Robotic grippers are one of the most common types of end-of-arm-tooling devices integrated with robots. They give industrial robot to capability to handle, manipulate, and lift workpieces. Robot users have three main types of grippers to choose from when it comes to automating part handling processes, these include angled, finger, and parallel grippers.
Parallel style grippers are the most widely used gripper type for robotic automation. They feature a two-jaw design that mostly varies among the fingertip construction as this part of the device typically needs to be customized toward specific object types. Parallel grippers grasp parts when the two sides close parallel to one another around a workpiece. The workpiece is released from the gripper when both sides simultaneously open and let go of the object. For example, a FANUC M-20ia integrated with a parallel gripper for its EOAT will move and lower its arm to the workpiece. The parallel gripper then closes both sides to secure the workpiece so the M-20ia can then move the part.
Parallel grippers are commonly utilized for pick and place applications. They are best suited for working with parts that are repeatable and have pre-determined geometries. This means these devices are designed to handle specific part shapes that will remain consistent during the manufacturing process. If your production process involves the transferring of several different part types, a parallel gripper would not be recommended. They are also not suited for handling irregular part shapes or circular parts because they only have two points of contact. For instance, a FANUC M-710ic fitted with a parallel gripper can easily handle the transferring of boxes to a conveyor because of their symmetrical and simple shape.

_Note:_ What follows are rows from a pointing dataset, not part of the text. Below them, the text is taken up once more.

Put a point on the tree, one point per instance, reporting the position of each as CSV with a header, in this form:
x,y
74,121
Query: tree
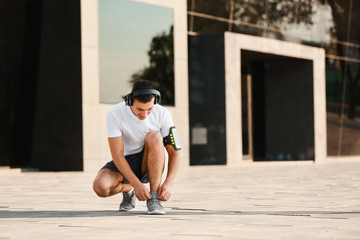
x,y
161,66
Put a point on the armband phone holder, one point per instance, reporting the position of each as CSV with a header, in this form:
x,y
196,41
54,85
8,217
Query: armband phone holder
x,y
173,139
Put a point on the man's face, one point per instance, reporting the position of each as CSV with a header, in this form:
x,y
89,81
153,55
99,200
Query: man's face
x,y
142,110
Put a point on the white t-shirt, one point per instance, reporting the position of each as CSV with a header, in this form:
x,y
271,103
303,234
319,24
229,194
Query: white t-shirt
x,y
121,121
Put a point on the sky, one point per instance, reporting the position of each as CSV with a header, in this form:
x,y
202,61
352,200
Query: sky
x,y
125,32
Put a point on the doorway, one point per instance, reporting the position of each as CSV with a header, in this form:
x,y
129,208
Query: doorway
x,y
277,107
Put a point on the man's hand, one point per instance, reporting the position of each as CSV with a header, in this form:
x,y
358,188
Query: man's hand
x,y
141,192
164,192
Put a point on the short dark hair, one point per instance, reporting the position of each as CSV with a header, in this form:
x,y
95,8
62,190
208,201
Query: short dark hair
x,y
140,85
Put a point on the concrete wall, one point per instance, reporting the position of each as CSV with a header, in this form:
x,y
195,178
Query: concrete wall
x,y
95,146
234,43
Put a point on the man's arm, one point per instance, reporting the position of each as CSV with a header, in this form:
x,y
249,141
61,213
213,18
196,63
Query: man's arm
x,y
173,168
116,145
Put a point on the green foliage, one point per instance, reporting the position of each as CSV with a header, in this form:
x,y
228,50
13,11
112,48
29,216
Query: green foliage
x,y
160,70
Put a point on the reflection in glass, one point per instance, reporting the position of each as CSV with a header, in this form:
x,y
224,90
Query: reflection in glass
x,y
332,25
135,41
343,108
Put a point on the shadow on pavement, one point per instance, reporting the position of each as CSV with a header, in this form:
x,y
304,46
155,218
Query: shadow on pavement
x,y
173,212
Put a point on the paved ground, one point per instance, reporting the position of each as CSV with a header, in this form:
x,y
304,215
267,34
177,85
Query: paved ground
x,y
251,202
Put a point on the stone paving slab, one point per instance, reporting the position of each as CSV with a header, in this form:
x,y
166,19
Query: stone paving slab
x,y
257,201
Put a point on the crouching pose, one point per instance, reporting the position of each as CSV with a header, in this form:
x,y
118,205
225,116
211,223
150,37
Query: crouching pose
x,y
138,128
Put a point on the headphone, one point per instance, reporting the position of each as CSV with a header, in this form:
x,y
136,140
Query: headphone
x,y
129,99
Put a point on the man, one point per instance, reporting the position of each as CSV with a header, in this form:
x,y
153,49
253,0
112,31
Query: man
x,y
137,130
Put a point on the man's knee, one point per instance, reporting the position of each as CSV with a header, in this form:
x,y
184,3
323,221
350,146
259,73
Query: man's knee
x,y
100,189
154,138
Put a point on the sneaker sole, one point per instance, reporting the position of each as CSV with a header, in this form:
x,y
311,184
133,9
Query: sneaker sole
x,y
127,210
157,212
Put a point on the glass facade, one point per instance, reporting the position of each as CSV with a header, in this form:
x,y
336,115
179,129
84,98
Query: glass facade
x,y
329,24
135,42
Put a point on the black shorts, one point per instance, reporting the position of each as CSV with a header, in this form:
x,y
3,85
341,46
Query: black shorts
x,y
135,162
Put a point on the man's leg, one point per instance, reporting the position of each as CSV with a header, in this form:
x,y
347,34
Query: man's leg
x,y
154,159
153,163
108,183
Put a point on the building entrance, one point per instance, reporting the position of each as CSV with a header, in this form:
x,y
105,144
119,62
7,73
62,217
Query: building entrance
x,y
277,107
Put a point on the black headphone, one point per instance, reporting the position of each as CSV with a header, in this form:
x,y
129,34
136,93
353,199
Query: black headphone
x,y
129,99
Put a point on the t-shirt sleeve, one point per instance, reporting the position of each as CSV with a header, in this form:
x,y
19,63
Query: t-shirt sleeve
x,y
167,123
113,126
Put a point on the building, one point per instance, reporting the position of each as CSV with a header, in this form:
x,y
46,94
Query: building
x,y
245,80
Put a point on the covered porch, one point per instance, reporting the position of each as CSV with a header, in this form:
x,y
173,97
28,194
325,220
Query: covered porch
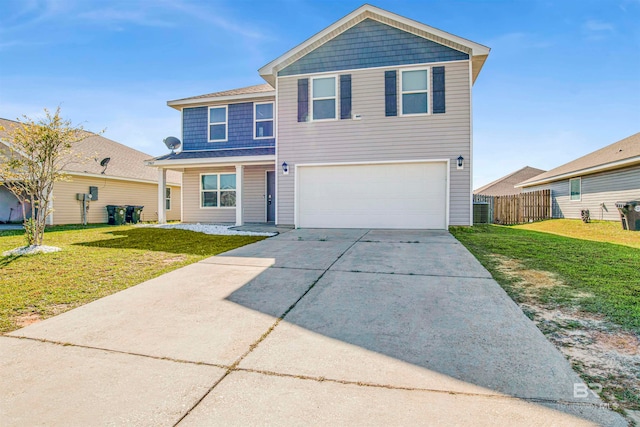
x,y
223,189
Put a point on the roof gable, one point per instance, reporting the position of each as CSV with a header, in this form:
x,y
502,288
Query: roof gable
x,y
505,186
617,155
368,44
477,51
264,90
125,163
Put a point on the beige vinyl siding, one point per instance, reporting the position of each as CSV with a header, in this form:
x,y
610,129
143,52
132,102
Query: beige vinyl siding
x,y
68,210
253,197
605,187
376,137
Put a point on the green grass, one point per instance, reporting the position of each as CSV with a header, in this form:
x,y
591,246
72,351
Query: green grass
x,y
95,261
598,231
598,277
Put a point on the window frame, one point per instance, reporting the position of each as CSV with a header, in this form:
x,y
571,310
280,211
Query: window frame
x,y
226,123
579,179
218,190
402,92
335,98
256,120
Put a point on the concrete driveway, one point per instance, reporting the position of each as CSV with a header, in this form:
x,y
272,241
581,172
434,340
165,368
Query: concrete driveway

There are two subcategories of parallel grippers. These categories are based upon the power sources used which can either be pneumatic or electric. Pneumatic parallel grippers are powered through compressed air. With this type an air supply is connected to the robot gripper. When air is fed through the intake valve pressure is applied to the device’s piston. The piston then moves and applies force causing the sides of the gripper to close around an object. When the air pressure is released the piston moves back to its original position, releasing its force on the gripper allowing both sides to open and let go of the object. The ABB 2600-20 is an example of a robot that is commonly integrated with this type of EOAT. The key to successful operation is determining the proper amount of air to apply and may require several tests in order to best determine this.
Electric parallel grippers, as the name implies, are powered through electric motors. Servo motors are commonly used with these devices, but other motor types can also be used. A parallelogram mechanism translates the motor rotations into a straightforward motion to open and close the end-effector. Electric grippers can allow for adjustments to both force and speed. They can also allow for more versatile finger designs, making them more adaptable to a wider range of part types. The Motoman HP20 is ideal for operating an electric parallel gripper.